A Streamlit-based interface provides:
- Floorplan upload
- Inference mode selection (Fast / High-Fidelity)
- End-to-end Scan-to-BIM execution
- Interactive 3D visualization
- GLB export
The viewer is implemented using Google’s <model-viewer> and Base64-embedded GLB rendering.
app.py → Web interface
pipeline.py → Scan-to-BIM processing pipeline
model_links.txt
sample_io/
| Capability | Status |
|---|---|
| CNN-based wall detection | Implemented |
| High-resolution tiled inference | Implemented |
| Mask refinement | Implemented |
| Skeleton-based topology | Implemented |
| Pixel-cloud line fitting | Implemented |
| CAD-grade wall vectors | Implemented |
| Phase 5B (Geometric Cleanup) | Implemented |
| Supervised YOLOv8 Training | Implemented (mAP50=0.80) |
| Phase 2C (Wall-Gap Correction) | Implemented |
| Metric scaling | Implemented |
| BIM-style 3D model | Implemented |
| Web-based visualization | Implemented |
- Thin or ambiguous walls may be missed by the U-Net.
- Intra-class YOLOv8 confusion (single vs. double vs. sliding doors), mitigated by treating all door categories interchangeably for structural logic.
- Furniture Orientation: Furniture orientation relies on snap-alignment to the nearest wall, which could be inaccurate for center-room furniture.
- Single-floor support only.
Most systems generate surface meshes. This system reconstructs architectural geometry.
It explicitly models topology, geometry, and scale to generate a true BIM-oriented pipeline.
Version 2.0 — Structural Scan-to-BIM Engine
- Phase 1 (Geometry Execution): U-Net Inference, Trimesh routing, and Phase 5B Junction Optimization are fully implemented.
- Phase 2 (Architectural Detection): A custom YOLOv8 Object Detection model has been happily trained on Kaggle (mAP50=0.80) over 15k FloorPlanCAD samples.

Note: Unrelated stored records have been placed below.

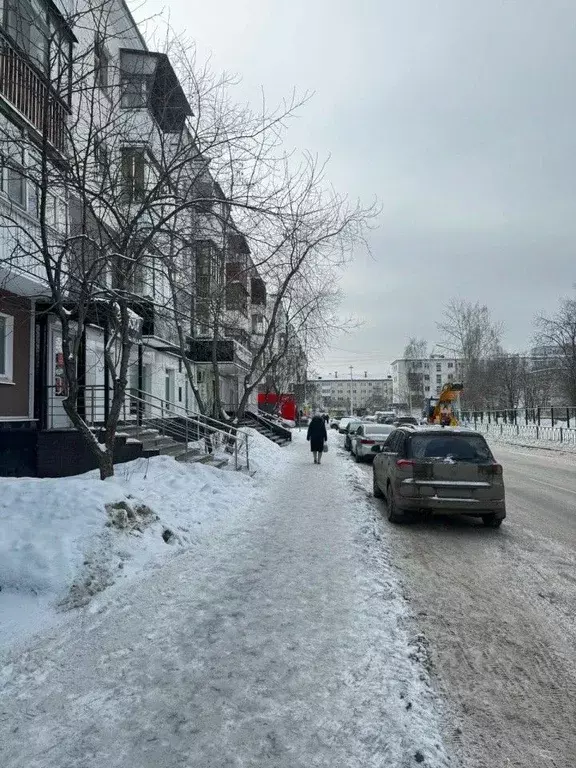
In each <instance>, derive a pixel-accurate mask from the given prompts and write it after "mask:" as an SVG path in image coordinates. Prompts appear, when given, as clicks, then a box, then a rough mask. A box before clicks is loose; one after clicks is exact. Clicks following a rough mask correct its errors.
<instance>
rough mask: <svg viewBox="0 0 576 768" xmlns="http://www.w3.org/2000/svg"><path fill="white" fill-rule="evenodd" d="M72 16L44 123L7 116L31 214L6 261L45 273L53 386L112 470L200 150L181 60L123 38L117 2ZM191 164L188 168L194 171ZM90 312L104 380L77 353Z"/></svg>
mask: <svg viewBox="0 0 576 768" xmlns="http://www.w3.org/2000/svg"><path fill="white" fill-rule="evenodd" d="M67 21H68V24H69V26H70V27H71V28H73V29H74V32H75V34H76V36H77V38H78V44H77V46H76V48H75V50H74V54H73V56H72V62H71V69H68V68H63V67H61V66H60V62H61V61H62V60H63V59H65V60H66V61H68V59H67V58H66V57H64V56H63V46H64V44H66V45H67V46H68V48H67V49H66V50H70V48H71V44H70V41H69V40H68V39H66V40H64V41H63V40H61V39H60V38H58V39H56V38H54V39H53V40H52V41H51V45H50V51H49V53H50V63H47V64H46V67H47V72H46V76H47V77H48V78H51V81H52V82H51V86H50V88H46V89H45V97H44V100H43V104H42V111H41V114H40V115H39V116H38V115H36V121H37V127H38V128H39V129H40V131H41V134H40V136H39V135H38V134H33V133H32V132H27V131H14V129H13V126H12V124H10V123H8V122H6V123H2V126H1V129H2V137H1V138H2V139H3V141H6V142H8V143H9V144H10V147H11V151H12V152H13V153H14V154H15V155H21V156H22V157H23V158H24V160H23V162H22V164H21V165H19V166H18V173H19V174H20V175H21V177H22V178H23V179H24V180H25V181H26V183H27V186H28V190H29V191H30V192H29V199H33V204H32V207H33V209H34V210H33V213H34V215H35V217H36V220H37V225H36V226H30V220H29V219H28V218H26V217H22V216H21V215H20V213H19V211H18V209H17V207H16V206H15V207H14V209H13V211H12V213H10V214H9V215H8V216H5V217H4V218H3V220H2V222H1V226H2V227H3V228H4V229H5V231H7V232H8V233H9V235H10V236H11V237H12V241H13V244H14V246H13V248H12V251H11V253H10V254H9V256H8V257H7V259H8V261H9V264H8V265H7V266H8V268H9V270H16V271H17V272H19V273H21V274H22V273H25V274H26V273H27V274H29V275H30V276H34V277H36V278H38V276H40V277H41V278H42V279H43V280H44V282H45V284H46V286H47V288H46V289H45V291H44V293H45V302H44V305H45V311H46V312H47V313H50V315H51V316H54V317H55V318H56V319H57V321H58V326H59V329H60V336H61V343H62V353H61V358H62V367H63V371H62V376H63V385H62V387H61V388H60V390H59V391H58V392H56V391H54V393H53V394H54V395H55V396H57V397H60V398H61V399H60V400H59V402H61V404H62V408H63V411H64V412H65V414H66V416H67V417H68V418H69V419H70V422H71V423H72V424H73V426H74V427H76V429H77V430H78V431H79V432H80V434H81V435H82V436H83V437H84V439H85V440H86V442H87V444H88V446H89V448H90V450H91V452H92V455H93V456H94V458H95V461H96V463H97V466H98V467H99V469H100V474H101V477H102V478H105V477H107V476H110V475H111V474H113V458H114V445H115V435H116V430H117V425H118V422H119V419H120V416H121V414H122V411H123V409H125V408H126V398H127V384H128V371H129V367H130V365H131V364H132V363H133V359H132V355H133V349H134V342H135V340H136V339H137V336H138V333H139V331H140V330H141V327H142V322H143V320H144V321H150V320H152V321H155V319H156V318H158V317H159V315H158V310H160V309H162V307H163V306H164V305H165V304H166V302H167V301H168V300H169V293H170V292H169V286H168V285H167V284H166V280H165V273H166V269H165V267H164V265H163V261H164V256H163V253H164V247H165V244H166V230H167V228H169V226H170V224H171V222H172V221H173V220H176V219H177V218H178V217H179V216H180V220H179V221H180V225H182V216H183V212H187V211H190V210H191V206H192V204H193V202H192V200H191V195H190V189H191V187H192V185H193V183H194V180H195V179H194V174H195V173H196V172H202V158H201V156H200V155H199V152H198V150H197V148H196V145H195V144H194V142H193V141H190V140H189V138H190V137H189V134H188V132H187V131H186V130H185V121H186V118H187V117H189V116H190V113H191V109H190V105H189V104H188V102H187V100H186V97H185V94H184V93H183V91H182V89H181V86H180V84H179V82H178V80H177V78H176V76H175V74H174V72H173V70H172V69H171V68H170V66H169V63H168V62H167V60H166V59H162V58H159V57H158V56H157V55H156V54H149V53H148V52H147V51H146V50H145V49H144V48H143V47H142V49H141V50H133V49H132V46H131V47H130V49H126V48H124V47H123V46H125V43H126V39H127V38H128V39H133V38H135V37H137V35H136V33H135V32H134V31H132V32H131V31H130V30H127V29H126V26H125V24H124V23H123V22H124V20H123V18H122V13H121V10H119V9H118V6H117V4H116V3H115V2H113V0H104V1H103V2H101V3H99V4H98V5H96V6H92V5H90V6H88V7H86V8H85V9H84V10H82V11H81V12H77V13H75V14H74V15H72V16H70V18H69V19H68V20H67ZM63 103H66V104H68V105H69V106H70V108H71V116H70V117H69V118H68V119H66V118H65V112H64V111H63V109H62V106H61V105H62V104H63ZM57 107H59V110H58V109H57ZM143 108H145V109H143ZM183 169H185V171H186V173H187V174H188V176H190V175H192V178H191V179H190V181H189V183H188V184H185V183H183V182H182V176H183ZM200 197H201V196H200ZM27 203H28V201H27ZM68 205H69V208H70V213H69V216H68V217H67V215H66V208H67V206H68ZM31 212H32V211H31ZM190 229H191V226H190V224H189V223H188V224H187V226H186V227H183V231H190ZM147 297H148V298H147ZM155 312H156V317H155V314H154V313H155ZM88 323H92V324H94V325H99V326H101V327H103V328H104V334H105V344H104V352H103V357H104V360H103V365H104V370H105V376H104V383H103V385H102V392H101V393H98V392H97V391H96V388H94V387H92V388H88V387H87V386H86V381H85V373H86V372H85V371H83V370H82V369H81V366H79V358H80V350H81V348H82V346H83V345H84V343H85V329H86V326H87V324H88ZM109 394H110V396H109ZM95 399H96V400H97V401H98V402H97V407H96V410H99V409H100V408H101V401H104V402H105V404H106V407H105V412H104V413H103V414H102V420H101V421H102V422H103V430H104V444H103V445H100V444H99V442H98V439H97V435H96V433H95V431H94V429H93V427H94V425H93V424H91V423H89V420H88V418H87V413H88V412H90V410H92V411H94V400H95ZM89 400H90V401H91V402H90V404H89V405H90V406H91V408H90V407H89V408H87V401H89Z"/></svg>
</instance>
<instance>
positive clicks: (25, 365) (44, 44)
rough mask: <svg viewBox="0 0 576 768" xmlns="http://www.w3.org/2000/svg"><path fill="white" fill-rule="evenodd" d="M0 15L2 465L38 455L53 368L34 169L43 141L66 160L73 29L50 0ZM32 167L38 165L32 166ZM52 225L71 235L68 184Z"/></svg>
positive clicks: (57, 199)
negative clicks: (43, 309) (42, 319)
mask: <svg viewBox="0 0 576 768" xmlns="http://www.w3.org/2000/svg"><path fill="white" fill-rule="evenodd" d="M1 11H2V14H1V16H0V46H1V54H0V59H1V77H0V154H1V163H0V223H1V226H0V472H1V471H2V466H4V468H5V473H6V474H8V473H12V472H13V471H14V467H15V465H17V464H20V465H22V466H24V468H27V467H28V468H29V467H31V466H32V464H33V462H34V451H33V448H32V447H31V446H33V443H34V440H33V439H31V438H30V435H33V434H34V431H35V428H36V418H37V389H38V386H39V385H40V383H41V381H42V379H43V378H44V377H45V376H46V375H47V371H48V367H49V357H48V355H49V354H51V353H48V351H47V349H46V344H44V345H43V346H41V345H40V344H39V343H38V341H37V334H38V329H37V325H36V315H37V303H38V302H39V300H40V299H41V298H42V296H43V295H45V293H46V274H45V271H44V269H43V264H42V260H41V259H40V258H38V256H37V254H36V253H35V252H34V249H33V248H32V247H30V244H31V243H32V242H34V240H37V239H38V238H39V237H40V214H41V211H40V206H39V195H38V188H37V185H36V184H35V181H34V170H33V169H36V168H37V166H38V157H39V153H40V149H39V148H40V147H41V146H42V145H43V144H45V145H46V146H47V147H48V148H49V151H50V153H49V157H50V162H54V163H57V162H61V161H62V159H63V156H64V155H63V153H64V149H65V135H66V124H67V120H68V115H69V112H70V107H71V96H70V86H69V83H70V76H71V57H72V50H73V47H74V46H75V44H76V39H75V37H74V34H73V31H72V30H71V29H70V27H69V26H68V24H67V23H66V21H65V19H64V17H63V15H62V13H61V12H60V10H59V9H58V7H57V6H55V5H54V4H53V3H51V2H47V1H46V0H38V1H37V2H35V3H34V4H32V2H31V1H30V0H9V1H8V2H4V3H3V4H2V8H1ZM31 169H32V170H31ZM44 220H45V222H46V229H45V234H46V236H47V237H49V238H51V239H53V240H54V241H60V240H62V238H64V237H65V236H66V233H67V224H68V214H67V199H66V195H65V191H64V190H63V189H62V187H59V188H58V187H56V186H54V187H52V188H51V189H50V190H49V192H48V193H47V195H46V199H45V211H44Z"/></svg>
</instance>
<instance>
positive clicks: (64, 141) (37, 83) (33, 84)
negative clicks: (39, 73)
mask: <svg viewBox="0 0 576 768" xmlns="http://www.w3.org/2000/svg"><path fill="white" fill-rule="evenodd" d="M0 96H2V97H3V98H5V99H6V101H8V102H9V103H10V104H11V105H12V107H14V109H16V110H17V111H18V112H19V113H20V114H21V115H22V116H23V117H24V118H25V119H26V120H27V121H28V122H29V123H30V124H31V125H32V126H33V127H34V128H35V129H36V130H37V131H38V133H39V134H40V135H42V136H43V135H44V132H46V137H47V139H48V141H49V142H50V144H51V145H52V146H53V147H54V148H55V149H56V150H58V152H59V153H60V154H62V153H63V152H64V150H65V148H66V116H67V114H68V109H67V107H66V105H65V102H64V101H63V100H62V99H61V98H59V97H58V96H57V95H56V93H55V92H54V91H53V90H52V88H51V87H50V85H49V84H48V83H47V81H46V79H45V78H43V77H42V76H41V75H40V74H39V72H38V70H37V69H36V68H35V67H34V66H33V65H32V63H30V62H29V61H27V60H26V58H25V56H24V54H21V53H20V52H19V51H18V50H17V49H16V48H15V47H14V46H13V45H12V44H11V43H10V41H9V40H8V38H7V37H6V36H5V35H4V33H3V32H2V31H1V30H0Z"/></svg>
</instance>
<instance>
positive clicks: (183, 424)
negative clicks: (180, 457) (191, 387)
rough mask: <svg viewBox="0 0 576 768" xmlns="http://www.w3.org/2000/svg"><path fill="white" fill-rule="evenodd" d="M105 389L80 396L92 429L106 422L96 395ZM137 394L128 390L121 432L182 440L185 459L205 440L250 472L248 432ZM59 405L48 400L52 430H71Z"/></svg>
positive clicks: (154, 395)
mask: <svg viewBox="0 0 576 768" xmlns="http://www.w3.org/2000/svg"><path fill="white" fill-rule="evenodd" d="M48 390H49V391H50V390H52V391H55V387H54V386H52V387H48ZM105 390H106V388H105V386H104V385H100V384H93V385H92V384H89V385H84V386H83V387H81V390H80V395H81V397H83V399H84V420H85V422H86V423H87V424H88V426H90V427H91V428H92V429H98V428H99V427H102V426H103V424H104V419H103V418H98V417H99V416H103V413H102V411H103V408H104V403H103V398H100V400H98V399H97V397H96V393H104V392H105ZM136 391H138V390H130V389H127V390H126V397H125V398H124V400H123V402H122V411H121V419H120V423H119V425H118V430H117V431H118V432H119V433H121V432H122V427H123V426H124V427H129V426H137V427H142V428H144V429H146V428H150V429H156V430H158V432H159V433H160V434H162V435H165V436H173V437H176V438H179V439H180V440H181V441H182V442H183V443H184V444H185V446H186V456H188V449H189V442H190V441H191V440H196V441H200V440H204V443H205V446H206V448H207V450H208V452H210V453H212V452H213V451H214V450H216V449H217V448H218V447H222V448H223V450H224V451H226V452H227V453H234V461H235V467H236V469H241V468H242V465H243V463H244V462H245V466H246V469H248V470H249V469H250V455H249V437H250V436H249V434H248V432H246V431H244V430H242V429H238V428H237V427H236V426H235V425H234V424H226V423H224V422H219V421H217V420H216V419H212V418H211V417H208V416H203V415H202V414H196V415H195V416H192V415H190V412H189V411H188V409H186V408H185V407H184V406H181V405H178V404H177V403H169V402H168V401H166V400H163V399H162V398H159V397H157V396H156V395H152V394H149V393H141V394H143V395H144V397H142V396H141V395H140V394H135V392H136ZM60 396H61V397H65V394H64V393H62V394H61V395H60ZM57 402H58V401H57V400H56V399H55V397H54V396H53V397H52V398H49V402H48V414H47V415H48V423H49V428H51V429H54V428H58V427H61V428H65V429H69V428H70V427H71V424H70V422H69V420H68V417H67V416H66V415H65V414H64V413H63V412H62V413H61V414H58V415H57V413H56V403H57ZM167 403H168V407H167ZM134 404H136V407H137V408H138V412H137V413H134V412H133V411H132V410H131V407H132V406H133V405H134ZM147 411H151V413H147ZM58 416H59V417H60V418H61V419H62V423H61V424H59V425H58V426H56V421H57V418H58ZM215 425H218V426H215Z"/></svg>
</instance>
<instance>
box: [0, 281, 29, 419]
mask: <svg viewBox="0 0 576 768" xmlns="http://www.w3.org/2000/svg"><path fill="white" fill-rule="evenodd" d="M0 312H1V313H2V314H5V315H11V316H12V317H13V318H14V340H13V349H14V358H13V376H12V379H13V382H14V383H13V384H5V383H2V381H1V380H0V418H1V417H6V416H8V417H10V416H12V417H15V418H27V417H28V404H29V386H30V299H26V298H22V297H21V296H15V295H14V294H12V293H9V292H8V291H3V290H1V289H0Z"/></svg>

- Phase 2C (Structural Correlation): Completely implemented! High-fidelity YOLO detections retroactively project probabilistically onto Phase 1 maps, natively slicing intersections for real physically extracted door openings and placing dynamically sized furniture.
The core Phase 1 U-Net perception model was evaluated on a held-out dataset of 50 samples:
| Model | IoU | Dice | Precision | Recall | F1 | Accuracy |
|---|---|---|---|---|---|---|
| v1 (10ep) | 0.8224 | 0.9005 | 0.8957 | 0.9080 | 0.9005 | 0.9817 |
| v2 (+30ep) | 0.9333 | 0.9653 | 0.9716 | 0.9593 | 0.9653 | 0.9936 |
| v3 (+30ep) | 0.9613 | 0.9801 | 0.9824 | 0.9781 | 0.9801 | 0.9964 |
| v4 (aug+val) | 0.9190 | 0.9576 | 0.9415 | 0.9745 | 0.9576 | 0.9921 |
The active repository currently uses the v3 weights.